Markdown(markdown_table)

Metric	Value
ATT (Original)	12.989
ATT (Mediterranean)	11.643
R-Squared (Original)	0.853
R-Squared (Mediterranean)	0.859
Weights (Original)	Donor 30, Donor 40, Donor 81, Donor 80, Donor 82
Weights (Mediterranean)	Donor 30, Donor 40, Donor 81, Donor 6, Donor 82

Well, we see that these DID models do pretty well (by comparison, even with the Mediterranean donor pool, DID does not do nearly as well without the regularization of the forward selection algorithm). We also see that regardless of who I use as controls, the models agree that Donors 30, 40, 81, and 82 were among the most important control units in the entire universe of controls provided to us. Now, we do not know who these donors are, but the point is that we now have, with Forward DID, a method by which we can choose our control group for treated units. By comparison, when we use the \(\ell_2\) relaxer, we get an ATT of 10.95 and an \(R^2=0.883\) for the case of all donors. When we use only Mediterranean donors, we get an ATT of 12.75 and an \(R^2=0.911\). The point of this is that by using advanced quasi-experimental methods, we can uncover causal impacts that we could not otherwise by simply doing a \(t\)-test; we can mitigate overfitting and judiciously weigh our control group to have a better sense of what might have been absent the treatment.
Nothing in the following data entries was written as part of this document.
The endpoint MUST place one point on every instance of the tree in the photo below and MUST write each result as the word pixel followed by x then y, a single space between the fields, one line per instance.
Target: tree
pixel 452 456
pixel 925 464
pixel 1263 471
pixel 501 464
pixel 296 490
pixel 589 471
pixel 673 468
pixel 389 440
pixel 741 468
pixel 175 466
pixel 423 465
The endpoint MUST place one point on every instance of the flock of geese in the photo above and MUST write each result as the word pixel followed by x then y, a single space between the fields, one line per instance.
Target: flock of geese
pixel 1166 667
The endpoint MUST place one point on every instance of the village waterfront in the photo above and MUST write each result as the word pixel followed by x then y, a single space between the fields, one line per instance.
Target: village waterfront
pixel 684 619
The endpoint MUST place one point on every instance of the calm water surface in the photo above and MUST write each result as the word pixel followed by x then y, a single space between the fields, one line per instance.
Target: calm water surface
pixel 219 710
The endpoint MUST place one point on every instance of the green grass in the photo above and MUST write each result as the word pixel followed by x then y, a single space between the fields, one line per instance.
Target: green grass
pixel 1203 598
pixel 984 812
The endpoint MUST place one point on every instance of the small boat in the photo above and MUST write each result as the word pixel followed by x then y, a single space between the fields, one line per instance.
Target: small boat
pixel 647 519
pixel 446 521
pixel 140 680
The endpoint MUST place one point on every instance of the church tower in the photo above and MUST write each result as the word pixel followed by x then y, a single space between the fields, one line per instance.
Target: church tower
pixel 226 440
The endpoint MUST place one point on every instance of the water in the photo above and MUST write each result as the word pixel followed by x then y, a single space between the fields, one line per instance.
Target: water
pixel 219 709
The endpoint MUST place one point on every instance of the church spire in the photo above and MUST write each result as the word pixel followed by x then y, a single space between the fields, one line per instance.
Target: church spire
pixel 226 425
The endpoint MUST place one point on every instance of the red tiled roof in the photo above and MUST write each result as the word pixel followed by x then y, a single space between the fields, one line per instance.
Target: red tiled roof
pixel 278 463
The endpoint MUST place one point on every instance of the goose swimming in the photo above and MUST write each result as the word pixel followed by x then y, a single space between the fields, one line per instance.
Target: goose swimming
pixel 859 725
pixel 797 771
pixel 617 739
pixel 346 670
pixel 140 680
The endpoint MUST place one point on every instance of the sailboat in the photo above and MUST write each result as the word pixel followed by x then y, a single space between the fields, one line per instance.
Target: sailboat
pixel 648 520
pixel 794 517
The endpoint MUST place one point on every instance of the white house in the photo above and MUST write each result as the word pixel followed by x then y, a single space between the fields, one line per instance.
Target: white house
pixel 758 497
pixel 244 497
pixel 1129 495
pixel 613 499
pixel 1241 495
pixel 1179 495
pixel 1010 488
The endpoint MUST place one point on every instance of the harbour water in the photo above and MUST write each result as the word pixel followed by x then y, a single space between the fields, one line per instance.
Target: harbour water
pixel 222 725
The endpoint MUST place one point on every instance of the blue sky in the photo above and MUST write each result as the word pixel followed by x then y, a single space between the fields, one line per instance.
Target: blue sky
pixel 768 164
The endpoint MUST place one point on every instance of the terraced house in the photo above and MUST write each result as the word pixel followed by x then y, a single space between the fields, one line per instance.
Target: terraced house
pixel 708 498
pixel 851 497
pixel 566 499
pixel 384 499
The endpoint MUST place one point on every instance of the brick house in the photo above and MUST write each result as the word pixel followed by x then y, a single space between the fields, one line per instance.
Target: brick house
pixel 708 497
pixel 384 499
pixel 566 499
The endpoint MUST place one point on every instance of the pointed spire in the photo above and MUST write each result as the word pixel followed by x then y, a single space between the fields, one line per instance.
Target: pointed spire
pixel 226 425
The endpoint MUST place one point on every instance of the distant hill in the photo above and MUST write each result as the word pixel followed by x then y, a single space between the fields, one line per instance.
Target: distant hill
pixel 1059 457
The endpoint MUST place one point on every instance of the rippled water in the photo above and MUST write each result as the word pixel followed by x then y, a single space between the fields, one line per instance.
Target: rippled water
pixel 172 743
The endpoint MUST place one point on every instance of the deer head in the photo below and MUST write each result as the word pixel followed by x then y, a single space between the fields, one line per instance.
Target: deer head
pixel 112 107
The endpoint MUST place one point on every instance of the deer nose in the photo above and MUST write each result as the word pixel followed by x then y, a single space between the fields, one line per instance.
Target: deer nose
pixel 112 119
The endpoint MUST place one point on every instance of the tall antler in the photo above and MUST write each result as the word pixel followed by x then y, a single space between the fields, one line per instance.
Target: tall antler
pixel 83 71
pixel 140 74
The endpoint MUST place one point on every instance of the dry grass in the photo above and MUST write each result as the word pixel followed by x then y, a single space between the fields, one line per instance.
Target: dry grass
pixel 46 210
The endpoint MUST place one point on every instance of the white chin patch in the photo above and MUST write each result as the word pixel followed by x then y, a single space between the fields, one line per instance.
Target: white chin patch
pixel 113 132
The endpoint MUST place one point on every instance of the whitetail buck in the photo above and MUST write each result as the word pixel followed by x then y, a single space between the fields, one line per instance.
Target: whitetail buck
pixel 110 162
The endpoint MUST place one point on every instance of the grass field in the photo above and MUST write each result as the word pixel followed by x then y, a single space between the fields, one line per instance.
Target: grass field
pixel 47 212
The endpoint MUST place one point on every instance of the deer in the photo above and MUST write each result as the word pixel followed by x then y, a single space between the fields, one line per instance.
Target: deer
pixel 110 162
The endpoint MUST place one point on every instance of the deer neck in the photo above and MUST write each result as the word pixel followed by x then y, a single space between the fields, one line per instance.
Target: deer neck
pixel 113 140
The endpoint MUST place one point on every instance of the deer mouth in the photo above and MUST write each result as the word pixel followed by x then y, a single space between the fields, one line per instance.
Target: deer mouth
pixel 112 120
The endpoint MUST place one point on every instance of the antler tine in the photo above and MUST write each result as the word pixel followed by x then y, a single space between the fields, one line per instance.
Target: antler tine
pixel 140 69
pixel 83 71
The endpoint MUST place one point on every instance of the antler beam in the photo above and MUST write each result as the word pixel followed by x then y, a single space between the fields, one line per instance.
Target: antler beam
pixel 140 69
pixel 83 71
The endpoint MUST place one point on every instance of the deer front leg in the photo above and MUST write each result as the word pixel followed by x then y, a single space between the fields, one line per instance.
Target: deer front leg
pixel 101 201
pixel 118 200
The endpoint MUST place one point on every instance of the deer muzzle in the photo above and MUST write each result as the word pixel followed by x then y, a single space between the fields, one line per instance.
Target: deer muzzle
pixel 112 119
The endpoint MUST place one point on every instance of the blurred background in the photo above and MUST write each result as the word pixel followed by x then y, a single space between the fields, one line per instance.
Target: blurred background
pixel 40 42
The main insight here is that the prices were raised by around 12 index points compared to what they would have been absent the policy intervention. It would be super cool to see what actually happened to demand for hotel rooms and so on, but the data do not afford us that luxury.

Business Use Cases

When might these be useful in business science such as construction or in tourism? Well for one, lots of states have passed laws regarding heat safety for workers which restrict local areas from passing laws which would provide workers with water, shade, and rest in the hot summer months. We can use these techniques to see how such laws/policies affect labor or safety. We can use causal inference to estimate the impact of events that are meant to affect the demand for tourism or other KPIs the tourism industry cares about. For construction, the physical building of construction units could be affected by these kind of policies, impacting metrics like put-in-place value or project stress indices. On the supply side, we may quantify the effects of policies such as tariffs on the costs of materials. With proper causal infernece, firms and policymakers may plan more effectively, knowing whether to pursue current policies or not, and take action with scientifically based analysis.